I hate more than anything that Paul has taken away my choices and my control over my life and the kids. I will miss their Christmas special at school and so will they. I told Paul that I was nervous about taking then all by myself and that I would like to check with my family first. He paid no attention to my feelings and booked the flight anyway. Spending $1700 on airline tickets without talking to me was wrong. I welcome the chance to see my family, but I would have loved to have some choice in when I got to go.
Paul has chosen to be defensive about the whole thing: "I can't ever do anything nice for you it always backfires." "If I had known you did want to go see your family I would not have booked the flight." He has chosen to not take any responsibility. I am even angrier that he will not take even a moment to see it from my side, to understand how bad the timing is for me, how important The Wheel was for me, how rude it was to book the flight without talking to my family to see what their plans are, or take into consideration how stressful I find traveling with 3 young children during the holidays by myself.
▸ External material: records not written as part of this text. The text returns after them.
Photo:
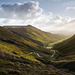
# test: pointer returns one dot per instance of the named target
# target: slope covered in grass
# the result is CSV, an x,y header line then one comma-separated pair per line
x,y
34,34
11,65
18,45
66,47
66,59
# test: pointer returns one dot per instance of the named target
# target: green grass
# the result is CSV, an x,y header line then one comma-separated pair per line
x,y
50,45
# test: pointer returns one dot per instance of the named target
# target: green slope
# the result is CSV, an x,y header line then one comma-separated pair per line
x,y
67,47
34,34
66,59
17,45
10,65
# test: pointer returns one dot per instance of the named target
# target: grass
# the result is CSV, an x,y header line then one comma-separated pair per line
x,y
50,45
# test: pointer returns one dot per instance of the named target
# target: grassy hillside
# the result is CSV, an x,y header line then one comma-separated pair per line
x,y
17,45
66,59
34,34
66,47
11,65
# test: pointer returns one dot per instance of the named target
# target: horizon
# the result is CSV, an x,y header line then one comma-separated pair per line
x,y
54,16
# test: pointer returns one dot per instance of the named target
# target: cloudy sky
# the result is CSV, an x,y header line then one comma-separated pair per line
x,y
56,16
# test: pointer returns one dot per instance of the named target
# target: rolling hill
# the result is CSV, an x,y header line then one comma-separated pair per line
x,y
15,58
18,45
66,47
39,37
66,59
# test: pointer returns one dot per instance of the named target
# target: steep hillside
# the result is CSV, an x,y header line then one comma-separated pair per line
x,y
11,65
34,34
17,45
67,47
66,58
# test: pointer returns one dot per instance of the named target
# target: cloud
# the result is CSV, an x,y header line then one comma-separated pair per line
x,y
28,10
68,8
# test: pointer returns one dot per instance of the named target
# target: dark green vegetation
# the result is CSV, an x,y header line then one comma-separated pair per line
x,y
16,43
39,37
66,59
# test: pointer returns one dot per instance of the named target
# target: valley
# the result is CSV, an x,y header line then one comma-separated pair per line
x,y
26,50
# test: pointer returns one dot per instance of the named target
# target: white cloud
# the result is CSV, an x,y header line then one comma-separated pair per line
x,y
68,8
28,10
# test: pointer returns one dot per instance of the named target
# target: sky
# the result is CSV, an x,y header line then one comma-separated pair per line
x,y
55,16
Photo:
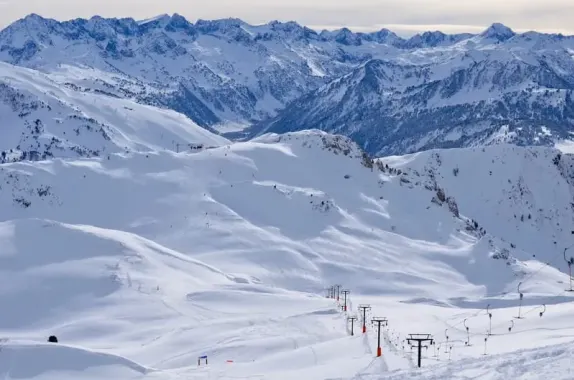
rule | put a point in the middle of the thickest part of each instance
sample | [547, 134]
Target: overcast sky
[405, 17]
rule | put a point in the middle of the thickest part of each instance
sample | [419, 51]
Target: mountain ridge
[392, 95]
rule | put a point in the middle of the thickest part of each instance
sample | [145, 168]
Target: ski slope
[145, 260]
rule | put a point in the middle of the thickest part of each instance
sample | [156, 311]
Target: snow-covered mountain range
[391, 95]
[144, 259]
[143, 239]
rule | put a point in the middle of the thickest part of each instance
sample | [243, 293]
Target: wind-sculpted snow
[391, 95]
[157, 258]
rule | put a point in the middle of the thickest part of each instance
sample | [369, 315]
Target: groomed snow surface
[144, 261]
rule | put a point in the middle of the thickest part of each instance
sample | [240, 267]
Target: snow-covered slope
[41, 118]
[391, 95]
[158, 257]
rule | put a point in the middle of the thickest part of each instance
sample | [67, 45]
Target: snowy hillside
[392, 95]
[40, 118]
[141, 262]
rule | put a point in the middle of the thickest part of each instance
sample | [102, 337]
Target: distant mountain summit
[392, 95]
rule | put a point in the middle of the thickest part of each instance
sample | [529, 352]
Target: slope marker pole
[364, 309]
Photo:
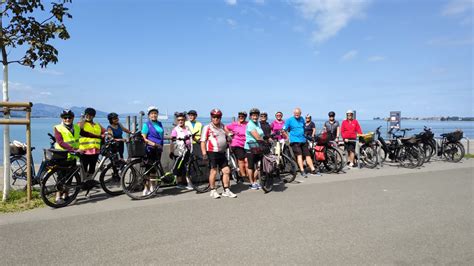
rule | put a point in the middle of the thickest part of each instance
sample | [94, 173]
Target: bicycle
[451, 148]
[64, 176]
[18, 165]
[142, 172]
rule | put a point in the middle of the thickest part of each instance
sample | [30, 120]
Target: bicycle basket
[136, 148]
[55, 155]
[366, 138]
[454, 136]
[17, 148]
[322, 138]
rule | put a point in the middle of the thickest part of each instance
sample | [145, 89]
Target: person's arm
[60, 141]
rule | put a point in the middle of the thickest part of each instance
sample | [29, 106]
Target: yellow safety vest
[196, 129]
[68, 138]
[90, 143]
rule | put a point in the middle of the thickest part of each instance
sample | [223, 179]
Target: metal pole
[28, 156]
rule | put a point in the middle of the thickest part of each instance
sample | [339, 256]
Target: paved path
[385, 216]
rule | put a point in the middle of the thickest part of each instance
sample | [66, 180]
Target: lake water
[42, 126]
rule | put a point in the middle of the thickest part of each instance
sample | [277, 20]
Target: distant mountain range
[46, 110]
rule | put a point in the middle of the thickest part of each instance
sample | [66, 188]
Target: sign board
[395, 119]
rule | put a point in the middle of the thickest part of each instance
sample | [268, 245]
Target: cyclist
[254, 137]
[237, 129]
[67, 138]
[90, 140]
[309, 127]
[116, 129]
[295, 127]
[196, 127]
[180, 138]
[266, 127]
[152, 132]
[349, 130]
[332, 127]
[213, 148]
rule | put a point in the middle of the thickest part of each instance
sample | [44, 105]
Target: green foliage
[17, 201]
[22, 27]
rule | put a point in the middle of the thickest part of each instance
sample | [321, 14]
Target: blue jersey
[295, 127]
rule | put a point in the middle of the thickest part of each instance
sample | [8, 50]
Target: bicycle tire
[453, 151]
[134, 180]
[368, 156]
[198, 178]
[18, 172]
[53, 183]
[110, 181]
[288, 169]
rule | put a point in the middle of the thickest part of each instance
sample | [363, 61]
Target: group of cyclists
[209, 142]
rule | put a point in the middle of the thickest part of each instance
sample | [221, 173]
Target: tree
[28, 29]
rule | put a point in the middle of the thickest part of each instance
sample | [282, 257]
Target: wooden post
[28, 155]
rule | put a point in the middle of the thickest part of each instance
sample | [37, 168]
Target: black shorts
[252, 159]
[239, 153]
[217, 159]
[349, 146]
[300, 148]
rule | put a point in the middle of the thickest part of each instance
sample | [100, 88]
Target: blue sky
[371, 56]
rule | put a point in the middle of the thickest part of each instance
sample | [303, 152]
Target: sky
[373, 56]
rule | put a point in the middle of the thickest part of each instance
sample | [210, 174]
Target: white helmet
[152, 108]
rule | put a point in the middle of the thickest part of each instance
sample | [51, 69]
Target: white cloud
[349, 55]
[330, 16]
[376, 58]
[457, 7]
[231, 22]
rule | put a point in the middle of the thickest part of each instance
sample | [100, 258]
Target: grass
[16, 201]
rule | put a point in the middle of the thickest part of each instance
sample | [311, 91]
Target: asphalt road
[393, 216]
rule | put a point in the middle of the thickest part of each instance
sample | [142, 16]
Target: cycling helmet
[90, 111]
[152, 108]
[254, 111]
[179, 114]
[67, 113]
[112, 116]
[216, 112]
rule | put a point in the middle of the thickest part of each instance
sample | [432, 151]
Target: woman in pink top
[238, 128]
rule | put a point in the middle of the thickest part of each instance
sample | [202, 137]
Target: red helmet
[216, 112]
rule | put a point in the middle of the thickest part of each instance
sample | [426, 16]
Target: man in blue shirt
[295, 127]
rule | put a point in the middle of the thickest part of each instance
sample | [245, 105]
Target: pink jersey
[238, 140]
[277, 126]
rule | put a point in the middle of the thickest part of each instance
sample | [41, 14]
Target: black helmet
[254, 111]
[90, 111]
[112, 116]
[179, 114]
[66, 113]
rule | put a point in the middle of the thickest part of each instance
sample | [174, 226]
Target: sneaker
[214, 194]
[315, 173]
[254, 186]
[228, 193]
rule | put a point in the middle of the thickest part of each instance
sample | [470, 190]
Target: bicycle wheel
[287, 169]
[368, 156]
[110, 180]
[453, 152]
[62, 181]
[198, 177]
[18, 172]
[135, 180]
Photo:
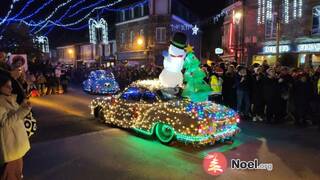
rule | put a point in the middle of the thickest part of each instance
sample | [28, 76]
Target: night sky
[59, 36]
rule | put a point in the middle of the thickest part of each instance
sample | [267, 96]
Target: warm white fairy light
[200, 123]
[101, 24]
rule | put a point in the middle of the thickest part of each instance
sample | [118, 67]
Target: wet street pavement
[70, 144]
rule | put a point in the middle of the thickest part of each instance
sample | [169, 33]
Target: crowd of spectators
[261, 93]
[123, 74]
[42, 78]
[272, 94]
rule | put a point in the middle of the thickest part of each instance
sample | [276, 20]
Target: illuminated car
[101, 82]
[150, 110]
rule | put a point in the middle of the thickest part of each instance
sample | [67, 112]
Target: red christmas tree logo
[215, 163]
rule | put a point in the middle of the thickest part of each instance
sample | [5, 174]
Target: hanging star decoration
[195, 30]
[189, 49]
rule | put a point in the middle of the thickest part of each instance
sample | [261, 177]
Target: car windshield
[132, 94]
[149, 96]
[169, 94]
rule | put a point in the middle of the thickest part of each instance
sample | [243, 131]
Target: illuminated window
[297, 9]
[285, 11]
[161, 34]
[123, 36]
[316, 20]
[131, 36]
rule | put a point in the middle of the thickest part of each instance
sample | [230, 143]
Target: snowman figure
[171, 76]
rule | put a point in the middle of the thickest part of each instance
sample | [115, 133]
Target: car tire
[164, 133]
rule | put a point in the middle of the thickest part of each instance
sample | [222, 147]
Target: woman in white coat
[14, 142]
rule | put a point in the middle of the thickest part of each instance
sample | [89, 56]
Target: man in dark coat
[243, 88]
[15, 72]
[271, 96]
[302, 94]
[229, 87]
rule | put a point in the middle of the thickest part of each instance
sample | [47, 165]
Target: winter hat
[179, 40]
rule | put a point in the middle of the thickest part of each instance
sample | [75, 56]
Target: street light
[237, 17]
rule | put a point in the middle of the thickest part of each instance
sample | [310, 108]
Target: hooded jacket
[14, 141]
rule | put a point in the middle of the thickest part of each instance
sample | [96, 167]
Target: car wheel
[164, 133]
[97, 111]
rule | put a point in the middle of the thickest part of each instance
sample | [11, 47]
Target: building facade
[144, 32]
[87, 53]
[299, 35]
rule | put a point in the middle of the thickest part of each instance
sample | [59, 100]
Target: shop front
[301, 53]
[268, 54]
[309, 53]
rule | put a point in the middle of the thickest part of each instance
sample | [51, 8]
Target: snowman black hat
[179, 40]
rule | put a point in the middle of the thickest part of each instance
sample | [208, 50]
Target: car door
[127, 109]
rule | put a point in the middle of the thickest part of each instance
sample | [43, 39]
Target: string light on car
[197, 123]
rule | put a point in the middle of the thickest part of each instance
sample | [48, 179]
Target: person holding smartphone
[14, 141]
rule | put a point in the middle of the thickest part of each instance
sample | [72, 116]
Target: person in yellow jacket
[216, 86]
[14, 141]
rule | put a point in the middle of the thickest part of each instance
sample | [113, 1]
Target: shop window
[131, 36]
[316, 20]
[122, 38]
[132, 13]
[271, 28]
[161, 34]
[122, 16]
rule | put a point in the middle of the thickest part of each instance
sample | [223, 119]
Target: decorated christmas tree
[196, 88]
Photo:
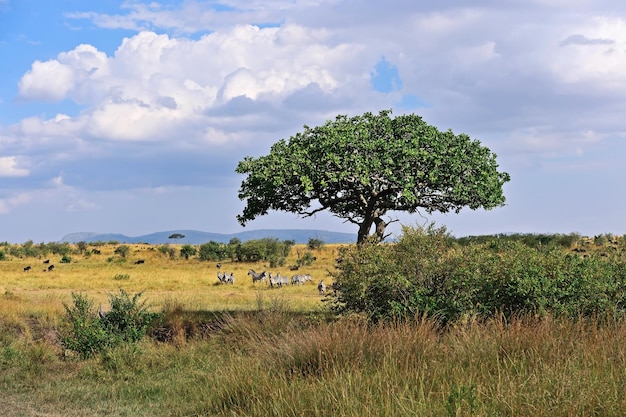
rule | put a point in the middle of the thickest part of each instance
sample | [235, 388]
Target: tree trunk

I am sorry for the ranting. There is little that makes me feel more frustrated than someone taking my choices away from me. I would love to take the trip after the holidays, but not in December when everyone is so busy and I already had plans that were important to me. I am stuck with timing though and will have to make the best of it, it will cost $200 a ticket to change the date, that would cost me an additional $800.
Paul will even talk me about the whole thing. He just keeps telling me, "This isn't the time to talk about it." "Let's change the subject."
I don't want my family reading this to misunderstand me, I want to come and visit, I am feeling very disappointed that I don't get to start The Wheel and that you don't get any choice on when I come to invade your lives. I will stop ranting and try and cool off.
I am sorry to posting so much frustrated energy today.